A representative image of TUNEL staining in the periventricular area (lateral ventricle) of control and methotrexate-treated male animals is shown in (A). The quantitation of the number of TUNEL+ cells in this area is shown in (B) when sexes are combined. TUNEL+ cells are predominantly located in the subventricular zone and rostral migratory stream. (C) indicates the quantitation of the number of TUNEL + cells in each group when we separate sexes. The number of animals in the control and methotrexate treated groups is 10 (F), 10 (M) and 10 (F), 10 (M), respectively.

3.6. Female methotrexate-treated animals demonstrated increased microglial activation but not astrocyte activation (astrogliosis) in the hippocampus at 66 weeks of age

We analyzed microglial activation in three areas of the brain: cortex, hippocampus, and corpus callosum.

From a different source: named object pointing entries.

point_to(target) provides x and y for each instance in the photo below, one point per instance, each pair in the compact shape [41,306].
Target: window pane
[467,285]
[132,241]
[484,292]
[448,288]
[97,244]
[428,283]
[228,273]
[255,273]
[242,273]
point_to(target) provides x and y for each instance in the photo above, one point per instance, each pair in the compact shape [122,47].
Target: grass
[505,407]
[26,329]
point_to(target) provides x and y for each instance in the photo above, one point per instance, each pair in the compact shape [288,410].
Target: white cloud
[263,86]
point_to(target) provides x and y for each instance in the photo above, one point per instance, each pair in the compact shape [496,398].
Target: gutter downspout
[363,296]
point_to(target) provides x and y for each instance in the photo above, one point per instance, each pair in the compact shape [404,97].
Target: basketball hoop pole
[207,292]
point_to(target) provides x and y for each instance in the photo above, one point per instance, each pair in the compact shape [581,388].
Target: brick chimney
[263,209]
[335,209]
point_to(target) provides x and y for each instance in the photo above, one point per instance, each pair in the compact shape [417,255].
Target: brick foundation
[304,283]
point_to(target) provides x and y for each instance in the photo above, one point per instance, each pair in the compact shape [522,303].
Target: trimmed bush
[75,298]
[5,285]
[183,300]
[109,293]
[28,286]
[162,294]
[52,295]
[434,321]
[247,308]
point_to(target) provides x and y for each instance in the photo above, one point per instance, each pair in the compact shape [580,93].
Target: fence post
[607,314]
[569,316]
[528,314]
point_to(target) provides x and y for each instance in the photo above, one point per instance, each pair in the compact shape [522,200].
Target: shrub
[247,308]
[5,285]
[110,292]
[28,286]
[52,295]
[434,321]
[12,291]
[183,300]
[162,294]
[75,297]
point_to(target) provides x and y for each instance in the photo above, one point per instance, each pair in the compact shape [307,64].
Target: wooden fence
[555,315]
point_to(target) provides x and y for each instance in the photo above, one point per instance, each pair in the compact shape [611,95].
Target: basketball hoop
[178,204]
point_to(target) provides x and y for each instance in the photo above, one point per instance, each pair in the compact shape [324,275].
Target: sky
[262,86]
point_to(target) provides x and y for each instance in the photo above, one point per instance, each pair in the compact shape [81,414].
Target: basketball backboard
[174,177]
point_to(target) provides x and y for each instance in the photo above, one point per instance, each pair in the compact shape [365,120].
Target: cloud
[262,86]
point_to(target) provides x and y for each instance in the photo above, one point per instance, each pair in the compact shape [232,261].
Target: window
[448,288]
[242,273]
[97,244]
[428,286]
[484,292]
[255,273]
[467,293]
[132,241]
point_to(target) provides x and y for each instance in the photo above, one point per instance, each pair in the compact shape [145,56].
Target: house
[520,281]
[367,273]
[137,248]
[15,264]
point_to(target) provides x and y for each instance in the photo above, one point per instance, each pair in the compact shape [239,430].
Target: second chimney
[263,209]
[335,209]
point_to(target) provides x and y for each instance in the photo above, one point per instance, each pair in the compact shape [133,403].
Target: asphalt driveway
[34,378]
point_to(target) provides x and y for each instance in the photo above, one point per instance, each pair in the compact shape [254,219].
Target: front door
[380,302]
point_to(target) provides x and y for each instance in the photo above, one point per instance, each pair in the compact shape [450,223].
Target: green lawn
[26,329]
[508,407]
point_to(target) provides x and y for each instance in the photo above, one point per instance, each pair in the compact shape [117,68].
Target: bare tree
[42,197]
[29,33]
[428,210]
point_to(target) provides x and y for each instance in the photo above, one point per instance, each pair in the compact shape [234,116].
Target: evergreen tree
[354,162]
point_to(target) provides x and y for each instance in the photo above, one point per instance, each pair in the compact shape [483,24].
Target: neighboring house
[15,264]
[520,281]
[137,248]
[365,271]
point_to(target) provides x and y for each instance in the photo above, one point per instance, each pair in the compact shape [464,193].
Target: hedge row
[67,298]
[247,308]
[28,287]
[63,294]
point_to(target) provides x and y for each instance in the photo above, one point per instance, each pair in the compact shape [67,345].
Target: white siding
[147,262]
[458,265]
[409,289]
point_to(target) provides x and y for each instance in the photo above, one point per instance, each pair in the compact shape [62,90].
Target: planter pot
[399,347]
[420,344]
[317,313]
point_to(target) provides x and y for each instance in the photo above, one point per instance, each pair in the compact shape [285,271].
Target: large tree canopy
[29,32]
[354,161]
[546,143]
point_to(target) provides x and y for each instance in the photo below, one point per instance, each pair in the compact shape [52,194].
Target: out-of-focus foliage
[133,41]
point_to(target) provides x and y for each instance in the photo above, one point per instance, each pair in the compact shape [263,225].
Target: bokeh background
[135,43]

No significant differences were observed in Iba-1 staining in the cortex or corpus callosum. However, significantly elevated microglial activation was seen in the DG area of hippocampus after methotrexate treatment (control: 1.00±0.11 vs MTX: 2.51±0.37, t(29)=4.015, p=0.0004). When the groups were split by sex, we found that microglial activation was significantly upregulated in the DG in the methotrexate-treated females compared to the control females (Figure 6A,B, Kruskal-Wallis(3,27)=15.14, p=0.0017; z(14)=3.658, p=0.0015), while methotrexate-treated males displayed identical Iba-1 staining pattern compared to the control males (Figure 6B). There were no significant differences in astrogliosis, indicated by GFAP staining, in the cortex (Supplemental figure1A, D), hippocampus (Supplemental figure1B, E) or corpus callosum (Supplemental figure1C, F).

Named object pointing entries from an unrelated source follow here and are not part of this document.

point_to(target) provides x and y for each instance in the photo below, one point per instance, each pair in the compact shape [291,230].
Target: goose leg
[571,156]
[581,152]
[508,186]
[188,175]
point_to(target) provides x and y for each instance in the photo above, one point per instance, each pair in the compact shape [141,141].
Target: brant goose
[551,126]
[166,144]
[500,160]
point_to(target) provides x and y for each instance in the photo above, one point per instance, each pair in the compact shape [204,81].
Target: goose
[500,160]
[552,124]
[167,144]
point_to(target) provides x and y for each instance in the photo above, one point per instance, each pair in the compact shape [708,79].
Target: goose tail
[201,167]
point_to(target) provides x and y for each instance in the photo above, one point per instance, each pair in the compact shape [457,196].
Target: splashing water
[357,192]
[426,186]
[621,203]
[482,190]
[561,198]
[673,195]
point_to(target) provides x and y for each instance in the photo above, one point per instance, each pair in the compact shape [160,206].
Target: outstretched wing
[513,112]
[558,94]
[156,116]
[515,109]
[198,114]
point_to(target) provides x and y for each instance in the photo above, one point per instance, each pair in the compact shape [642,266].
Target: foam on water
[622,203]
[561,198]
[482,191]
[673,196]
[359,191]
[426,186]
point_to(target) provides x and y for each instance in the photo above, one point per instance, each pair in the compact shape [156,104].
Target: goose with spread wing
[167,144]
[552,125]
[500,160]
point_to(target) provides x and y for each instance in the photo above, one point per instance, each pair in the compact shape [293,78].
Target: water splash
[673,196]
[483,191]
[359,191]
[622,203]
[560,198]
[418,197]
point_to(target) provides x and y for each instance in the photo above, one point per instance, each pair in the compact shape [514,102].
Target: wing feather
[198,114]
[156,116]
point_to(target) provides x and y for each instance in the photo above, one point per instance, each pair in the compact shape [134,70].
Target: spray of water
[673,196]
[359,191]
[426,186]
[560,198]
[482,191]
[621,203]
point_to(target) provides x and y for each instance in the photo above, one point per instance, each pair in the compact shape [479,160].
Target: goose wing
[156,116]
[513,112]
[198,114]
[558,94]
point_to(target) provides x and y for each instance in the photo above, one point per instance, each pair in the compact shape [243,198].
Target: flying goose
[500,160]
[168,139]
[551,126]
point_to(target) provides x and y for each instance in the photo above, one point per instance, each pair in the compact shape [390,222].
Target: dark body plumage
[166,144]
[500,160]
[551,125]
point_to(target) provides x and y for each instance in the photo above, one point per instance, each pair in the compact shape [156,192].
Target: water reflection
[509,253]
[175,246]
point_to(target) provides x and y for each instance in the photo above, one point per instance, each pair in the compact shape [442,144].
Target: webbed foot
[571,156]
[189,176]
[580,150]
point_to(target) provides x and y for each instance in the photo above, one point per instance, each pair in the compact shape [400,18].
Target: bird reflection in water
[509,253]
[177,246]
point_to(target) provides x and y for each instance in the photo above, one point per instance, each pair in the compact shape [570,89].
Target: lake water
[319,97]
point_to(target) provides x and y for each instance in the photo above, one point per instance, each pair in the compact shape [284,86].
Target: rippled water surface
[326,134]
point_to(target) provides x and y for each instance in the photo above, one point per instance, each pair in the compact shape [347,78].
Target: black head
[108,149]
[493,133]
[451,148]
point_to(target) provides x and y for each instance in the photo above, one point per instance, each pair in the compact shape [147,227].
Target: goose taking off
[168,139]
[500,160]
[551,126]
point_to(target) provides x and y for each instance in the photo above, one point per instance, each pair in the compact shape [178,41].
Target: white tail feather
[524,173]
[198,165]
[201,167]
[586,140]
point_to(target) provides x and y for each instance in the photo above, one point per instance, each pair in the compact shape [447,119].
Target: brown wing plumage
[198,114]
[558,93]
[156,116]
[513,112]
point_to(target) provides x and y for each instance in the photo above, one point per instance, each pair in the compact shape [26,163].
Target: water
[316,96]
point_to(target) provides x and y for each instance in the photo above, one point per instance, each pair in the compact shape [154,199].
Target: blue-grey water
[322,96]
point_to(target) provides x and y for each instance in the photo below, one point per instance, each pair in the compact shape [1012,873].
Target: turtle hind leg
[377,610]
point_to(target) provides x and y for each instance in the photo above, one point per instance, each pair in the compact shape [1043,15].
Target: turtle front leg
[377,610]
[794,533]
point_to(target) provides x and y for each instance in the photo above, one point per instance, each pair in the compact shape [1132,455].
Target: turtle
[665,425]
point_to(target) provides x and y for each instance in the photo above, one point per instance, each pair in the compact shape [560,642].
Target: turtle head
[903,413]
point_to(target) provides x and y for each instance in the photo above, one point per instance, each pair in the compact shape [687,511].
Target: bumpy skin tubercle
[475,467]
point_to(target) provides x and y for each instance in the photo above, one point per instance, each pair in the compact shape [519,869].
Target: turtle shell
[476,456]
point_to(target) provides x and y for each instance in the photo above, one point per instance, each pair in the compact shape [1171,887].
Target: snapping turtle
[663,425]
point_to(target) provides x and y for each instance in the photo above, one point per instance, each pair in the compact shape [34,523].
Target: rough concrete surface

Figure 6. Iba-1 staining in brain sections of control and methotrexate treated animals.

Figure 6.

Open in a new tab

A representative image of Iba-1 staining in the hippocampus of control and methotrexate-treated female animals is shown in (A). The quantitation of the intensity of Iba-1 staining in the hippocampus is shown in (B). The Iba-1 relative intensity refers to the fold changes of fluorescence intensity in MTX group compared to the controls by setting the mean fluorescence intensity in control group as 1. The number of animals in the control and methotrexate treated groups is 8 (F), 7 (M) and 8 (F), 8 (M), respectively.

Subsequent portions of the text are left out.